Over the years, she has worked on a variety of topics, including water quality protection, waste storage in bedded salt, and reservoir characterization.

Much of Hovorka’s early work focused on the transmissivity of formations – their ability to accept fluid – and the pressure under which CO₂ can be injected, typically into sandstone or limestone, without threatening groundwater or creating other environmental problems. Since the late 1990s, however, the focus of her research has been on assessing the effectiveness of subsurface geologic sequestration of CO₂.

The team of researchers Hovorka oversees typically includes up to half a dozen graduate students.

“I love mentoring the students we have as incipient professionals; they’re great; they’re fabulous,” she says with an infectious chortle.

Hovorka sees her sweet spot in the transition between academic research and applied research, which she characterizes as tackling “a fresh idea, a new idea, with as much academic prowess as we can put into it … within an applied frame that solves a significant problem.”

She says she was initially skeptical about the feasibility of storing large volumes of CO₂ underground in subsurface formations.

Following a series of successful research projects, however, Hovorka sees CCS as anything but an unproven technology. Indeed, she views it as a vital means for de-carbonizing energy – particularly if society continues to rely on fossil fuels for at least a portion of its electricity generation, as Hovorka believes will be case for the foreseeable future.

She sums up her work by calling on an age-old reprimand to kindergartners: ‘Put it back!’ – meaning, if you take carbon out of the earth in the form of fossil fuels, put it back in the form of CO₂ after you have extracted the energy.

Hovorka’s response to those who claim CCS is not ready for prime-time?

“The research shows that it’s ready,” she says. “We’ve explored the barriers, and they’re manageable; modest; routine.”

What’s more, research has shown CCS can be done on a grand scale, and is commercially viable.

The problem, she says, is an unwillingness to include the price of CCS in the “full-cycle cost” of carbon.

“We just don’t accept the reason to buy it. We as consumers are not demanding de-carbonized fuel.”

Several years ago, Hovorka’s team completed a two-phase project in East Texas called the Frio Pilot, now recognized as the first US field test of storage of CO₂ in brine-filled sandstones.  She also led a team of researchers in the early test of the Southeast Regional Carbon Sequestration Partnership (SECARB), which monitored injection of 5 million tons of CO₂ at Denbury’s Cranfield Field.

Both of these projects have recently been recognized by the international Carbon Sequestration Leadership Forum.

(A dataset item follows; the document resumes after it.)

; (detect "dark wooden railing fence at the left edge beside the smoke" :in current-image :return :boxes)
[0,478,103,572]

All told, GCCC scientists have conducted seven major field research projects in their quest to develop cost-effective technologies for storing CO₂ in the subsurface. To showcase its work, the GCCC recently hosted an International Workshop on Offshore Geologic CO₂ Storage at its north Austin facility on the Pickle Research Center campus, at which scientists from more than a dozen countries reviewed recent research findings and discussed forming a global community to pursue offshore CO₂ storage.

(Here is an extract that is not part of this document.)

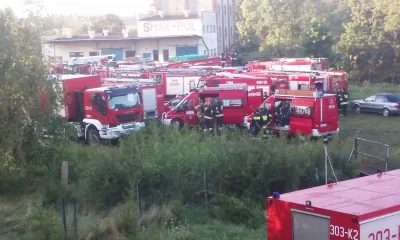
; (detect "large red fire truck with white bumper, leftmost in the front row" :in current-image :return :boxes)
[56,75,144,142]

Go here to learn more about the GCCC’s research into carbon sequestration technologies.

This fall, Hovorka’s team will undertake another major field project near the Continental Shelf along the Texas Gulf Coast, where they will examine existing states of stress in the earth’s crust to determine the degree to which such stresses will affect the injection of carbon offshore.

Hovorka also is active in facilitating dialogue between scientists and the broader public, with a focus on pre-college students and teachers, as part of the Bureau’s STORE education program.

When not studying rocks in the field or in the lab, Hovorka spends her time – where else? – outdoors, close to the earth, hiking with her dog.

“I’m an unrepentant hiker,” she muses, “I’m a total Bull Creek addict, and anywhere else on the planet I can get.”